Danny Wilcox Frazier’s book “Driftless Photographs from Iowa” is published by Duke University Press and the Center for Documentary Studies at Duke University. It was the CDS/Honickman First Book Prize in Photography. The juror was Robert Frank, who wrote the forward.

Well, who wouldn’t want Robert Frank to write the forward to your first book? I would. I remember when I saw “The Americans” at the Kemper Museum in Kansas City a decade or so ago. I got chills. I liked Robert Frank before I saw the show, after it I was amazed.
The 80 pictures in this book are a testament to the fact that Robert Frank’s influence is alive and well in photography. Danny also acknowledges Josef Koudelka, Nan Goldin, Larry Clark and Gilles Peress. I know Danny is in the Real Photographer camp, no question about it.
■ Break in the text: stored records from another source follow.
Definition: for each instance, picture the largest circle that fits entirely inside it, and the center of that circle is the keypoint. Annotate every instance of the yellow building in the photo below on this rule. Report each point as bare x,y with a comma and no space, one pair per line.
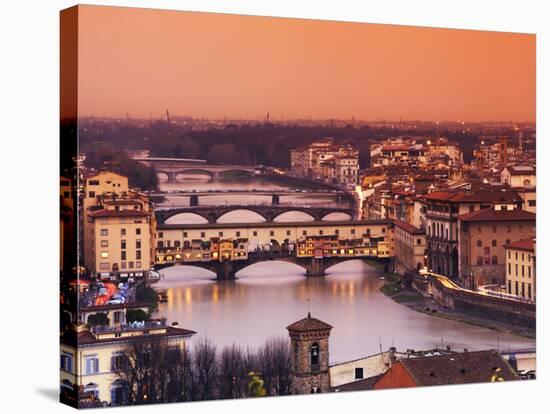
521,269
119,227
93,365
410,247
66,224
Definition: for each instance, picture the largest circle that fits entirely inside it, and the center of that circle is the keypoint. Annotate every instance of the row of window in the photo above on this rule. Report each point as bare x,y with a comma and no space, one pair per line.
105,232
123,265
517,270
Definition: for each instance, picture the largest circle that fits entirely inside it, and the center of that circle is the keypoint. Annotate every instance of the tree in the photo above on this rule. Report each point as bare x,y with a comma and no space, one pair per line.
205,369
274,365
99,318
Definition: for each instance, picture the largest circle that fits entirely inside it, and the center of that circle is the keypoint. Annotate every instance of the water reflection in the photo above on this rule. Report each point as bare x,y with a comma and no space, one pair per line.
269,296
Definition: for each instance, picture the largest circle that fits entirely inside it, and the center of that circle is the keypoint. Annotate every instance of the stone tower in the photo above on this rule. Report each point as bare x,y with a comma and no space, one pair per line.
309,355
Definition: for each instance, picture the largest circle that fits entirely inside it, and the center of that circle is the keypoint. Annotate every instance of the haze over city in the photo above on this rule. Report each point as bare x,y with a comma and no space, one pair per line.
140,62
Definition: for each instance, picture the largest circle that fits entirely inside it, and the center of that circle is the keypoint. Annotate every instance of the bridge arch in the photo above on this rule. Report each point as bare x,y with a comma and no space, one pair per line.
286,215
259,263
337,216
201,171
187,217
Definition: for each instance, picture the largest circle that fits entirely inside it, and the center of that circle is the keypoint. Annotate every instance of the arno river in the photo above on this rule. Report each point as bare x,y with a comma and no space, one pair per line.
267,297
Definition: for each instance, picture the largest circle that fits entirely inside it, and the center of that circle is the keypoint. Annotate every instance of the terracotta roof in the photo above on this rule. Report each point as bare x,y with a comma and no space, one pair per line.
87,338
490,214
120,213
525,244
308,324
460,368
409,228
474,197
359,385
132,305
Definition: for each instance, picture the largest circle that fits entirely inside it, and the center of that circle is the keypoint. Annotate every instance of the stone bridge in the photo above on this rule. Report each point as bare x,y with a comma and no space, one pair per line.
268,212
171,167
226,270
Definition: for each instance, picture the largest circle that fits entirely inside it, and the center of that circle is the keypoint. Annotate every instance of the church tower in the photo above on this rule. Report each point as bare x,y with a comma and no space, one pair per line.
309,356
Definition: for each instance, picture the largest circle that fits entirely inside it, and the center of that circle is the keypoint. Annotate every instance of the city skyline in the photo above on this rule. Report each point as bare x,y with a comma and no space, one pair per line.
283,66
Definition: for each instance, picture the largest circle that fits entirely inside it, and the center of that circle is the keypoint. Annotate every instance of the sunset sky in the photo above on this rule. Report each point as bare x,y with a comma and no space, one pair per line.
142,62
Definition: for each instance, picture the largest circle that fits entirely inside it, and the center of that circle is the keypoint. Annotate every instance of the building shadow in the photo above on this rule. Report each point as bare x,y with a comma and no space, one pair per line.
51,394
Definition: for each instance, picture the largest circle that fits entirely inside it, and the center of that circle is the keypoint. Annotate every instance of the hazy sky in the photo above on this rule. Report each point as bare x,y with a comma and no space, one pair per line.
141,61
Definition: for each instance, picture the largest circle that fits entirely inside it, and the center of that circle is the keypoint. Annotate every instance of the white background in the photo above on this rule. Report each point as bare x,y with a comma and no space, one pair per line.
29,139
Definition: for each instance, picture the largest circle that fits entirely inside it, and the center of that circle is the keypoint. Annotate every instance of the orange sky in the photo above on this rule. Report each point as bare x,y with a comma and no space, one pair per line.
142,61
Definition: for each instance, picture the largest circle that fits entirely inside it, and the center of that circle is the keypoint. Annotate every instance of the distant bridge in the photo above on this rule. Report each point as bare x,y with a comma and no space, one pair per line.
268,212
172,167
227,270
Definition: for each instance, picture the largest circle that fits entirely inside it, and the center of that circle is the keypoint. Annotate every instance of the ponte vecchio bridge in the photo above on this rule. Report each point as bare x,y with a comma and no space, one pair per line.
171,167
315,245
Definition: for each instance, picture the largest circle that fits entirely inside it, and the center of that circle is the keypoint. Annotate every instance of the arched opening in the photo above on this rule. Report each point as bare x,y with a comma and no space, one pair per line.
293,215
337,216
241,216
186,218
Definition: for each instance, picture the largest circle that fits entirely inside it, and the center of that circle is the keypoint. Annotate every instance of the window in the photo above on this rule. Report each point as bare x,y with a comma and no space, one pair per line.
66,362
314,355
91,364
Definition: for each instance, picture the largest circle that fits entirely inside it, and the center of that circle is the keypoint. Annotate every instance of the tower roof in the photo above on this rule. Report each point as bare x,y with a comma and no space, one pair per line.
309,324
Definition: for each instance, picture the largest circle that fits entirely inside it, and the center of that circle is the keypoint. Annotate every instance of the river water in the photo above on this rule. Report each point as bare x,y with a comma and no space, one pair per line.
269,296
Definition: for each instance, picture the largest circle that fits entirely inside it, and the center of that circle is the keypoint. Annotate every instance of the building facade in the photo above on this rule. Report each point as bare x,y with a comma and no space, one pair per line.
309,355
482,237
409,247
521,269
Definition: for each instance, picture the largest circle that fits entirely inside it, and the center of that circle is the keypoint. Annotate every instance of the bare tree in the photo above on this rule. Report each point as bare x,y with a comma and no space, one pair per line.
205,369
274,365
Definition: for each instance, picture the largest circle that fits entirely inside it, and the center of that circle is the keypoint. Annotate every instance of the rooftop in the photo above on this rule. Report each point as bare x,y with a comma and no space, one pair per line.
525,244
309,324
490,214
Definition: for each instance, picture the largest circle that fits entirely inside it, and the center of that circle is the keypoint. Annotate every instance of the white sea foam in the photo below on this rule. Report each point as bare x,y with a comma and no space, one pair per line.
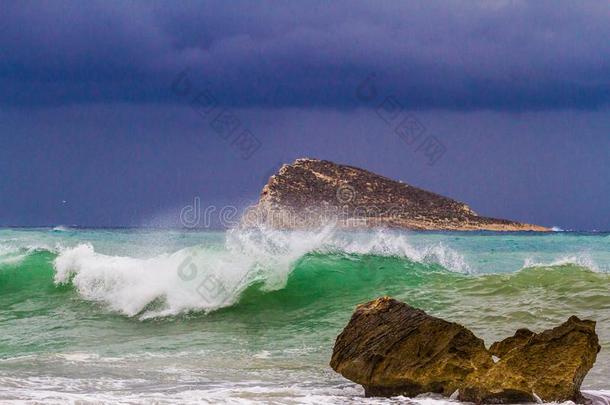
580,260
205,278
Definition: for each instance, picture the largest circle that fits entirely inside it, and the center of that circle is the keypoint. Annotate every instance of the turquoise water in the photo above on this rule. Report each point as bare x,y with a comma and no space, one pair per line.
141,316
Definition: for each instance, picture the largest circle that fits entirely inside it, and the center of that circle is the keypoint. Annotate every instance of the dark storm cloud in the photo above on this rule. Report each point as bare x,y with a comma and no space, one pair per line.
449,54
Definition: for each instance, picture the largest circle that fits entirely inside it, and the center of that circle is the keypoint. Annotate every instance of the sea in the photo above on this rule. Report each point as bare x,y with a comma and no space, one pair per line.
162,316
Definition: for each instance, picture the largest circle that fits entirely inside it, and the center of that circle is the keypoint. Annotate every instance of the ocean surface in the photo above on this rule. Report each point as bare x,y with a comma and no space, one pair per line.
165,316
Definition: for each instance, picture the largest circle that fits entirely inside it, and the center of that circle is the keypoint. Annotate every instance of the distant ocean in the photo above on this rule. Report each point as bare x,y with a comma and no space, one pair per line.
166,316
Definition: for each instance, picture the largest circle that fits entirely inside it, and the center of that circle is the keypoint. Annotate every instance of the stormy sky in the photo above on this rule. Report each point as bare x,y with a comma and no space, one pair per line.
120,113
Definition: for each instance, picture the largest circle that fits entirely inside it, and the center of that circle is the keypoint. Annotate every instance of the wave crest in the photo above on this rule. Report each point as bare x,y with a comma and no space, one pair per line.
206,278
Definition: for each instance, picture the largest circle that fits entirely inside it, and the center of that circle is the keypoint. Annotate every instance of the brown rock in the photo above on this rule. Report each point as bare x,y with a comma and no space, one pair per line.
521,337
393,349
551,364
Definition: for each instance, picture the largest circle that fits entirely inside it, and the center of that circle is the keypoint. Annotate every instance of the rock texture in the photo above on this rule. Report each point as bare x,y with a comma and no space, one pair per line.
309,193
391,348
551,364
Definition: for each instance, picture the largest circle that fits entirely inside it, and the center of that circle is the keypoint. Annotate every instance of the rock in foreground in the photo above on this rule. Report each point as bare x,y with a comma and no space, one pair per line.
551,364
391,348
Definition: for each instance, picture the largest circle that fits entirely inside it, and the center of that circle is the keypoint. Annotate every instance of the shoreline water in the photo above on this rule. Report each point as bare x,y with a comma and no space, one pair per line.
104,314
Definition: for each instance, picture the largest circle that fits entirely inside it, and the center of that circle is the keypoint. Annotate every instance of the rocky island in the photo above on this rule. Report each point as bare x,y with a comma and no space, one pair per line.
309,193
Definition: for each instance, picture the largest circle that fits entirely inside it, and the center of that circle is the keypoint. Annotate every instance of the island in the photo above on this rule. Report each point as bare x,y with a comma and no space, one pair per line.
310,193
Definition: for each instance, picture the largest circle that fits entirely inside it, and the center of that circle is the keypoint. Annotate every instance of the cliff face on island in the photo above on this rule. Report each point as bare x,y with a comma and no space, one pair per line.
310,193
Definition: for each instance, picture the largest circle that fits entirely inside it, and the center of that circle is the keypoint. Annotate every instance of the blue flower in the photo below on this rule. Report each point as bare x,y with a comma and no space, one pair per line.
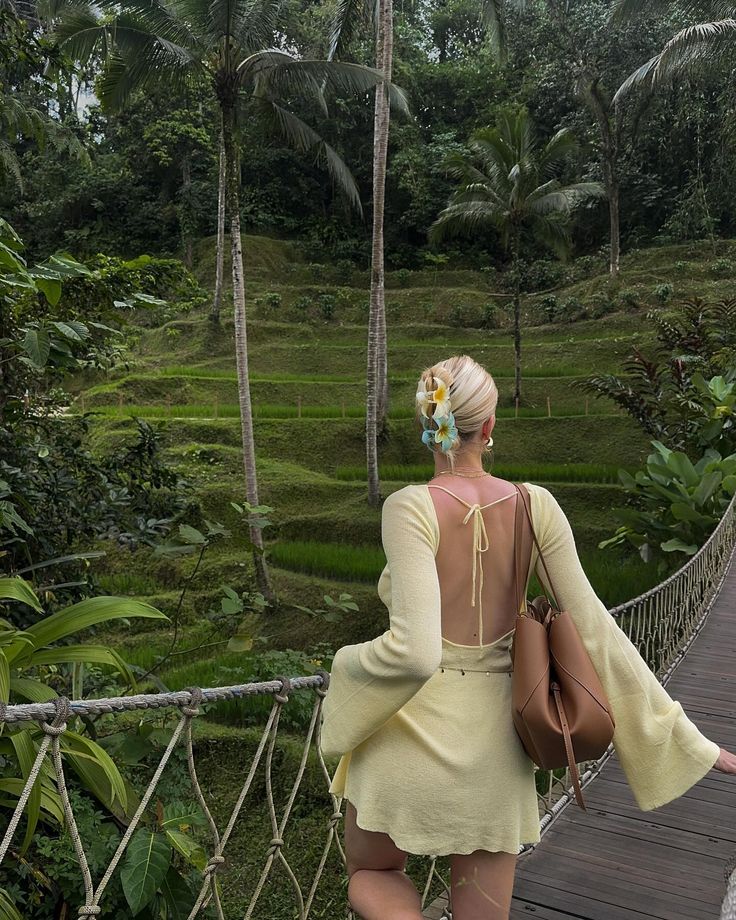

The first time I met Danny was five or six years ago in Indianapolis during the women’s basketball Big 10 Tournament. Purdue played Iowa, and I think he sat next to me. He was working at one of the Iowa City papers (there are two). He was using a digital camera, I don’t think I was. I had my newly purchased Leica with me, and I remember him saying something about wanting one, and I said something about always wanting to shoot basketball with it. To me, that was a real photographer sort of thing.
I bumped into him yearly, usually during a Big 10 basketball tournament.
I am glad he bought his Leica and left the paper to go to grad school, where from what I understand, this book originated.
A few years later, I followed his plan (leave paper go to grad school). Needless to say, I asked his advice and sort of followed it, but here I am telling you about his book which you should buy right now. Danny is one of the nicest guys I have met and it is clear from his pictures that breaking down barriers and coming back with the goods (flat out great pictures) is something he has a talent for. To quote Jack Kerouac: “You got eyes.”
Danny has done some traveling, but this work is from his home state, which is very refreshing. In the age of the College Photographer of Year contest having an international story category, it is nice to see someone work the back 40 for all it is worth.
And work it he does. This is Iowa beyond the image of pigs, corn and politicians. Real people populate these pages. Veterans, rabble-rousers, Hasidim, farmers, Plain People, families all make an unexpected portrait of a state few truly know.
Danny Wilcox Frazier
In stark black and white images his Iowa appears on the page. Grain competes with snow and ice at times. Yes, grain, real grain, not the digital kind. The good kind, it comes from film.
Turning the pages I am struck by unexpected images. Moments come out the shadows. All the action is up close and personal. You feel the corn fly through the air while being harvested on the family farm. I hear snow crunch under the feet of hunters on their way to the killing fields. These pictures come alive.
Danny Wilcox Frazier’s clarity goes beyond what may be fashionable in some journalism circles. There are no fancy tricks of composition or electronic flash. He has the clear and direct voice of an Iowan adn the eyes of a poet.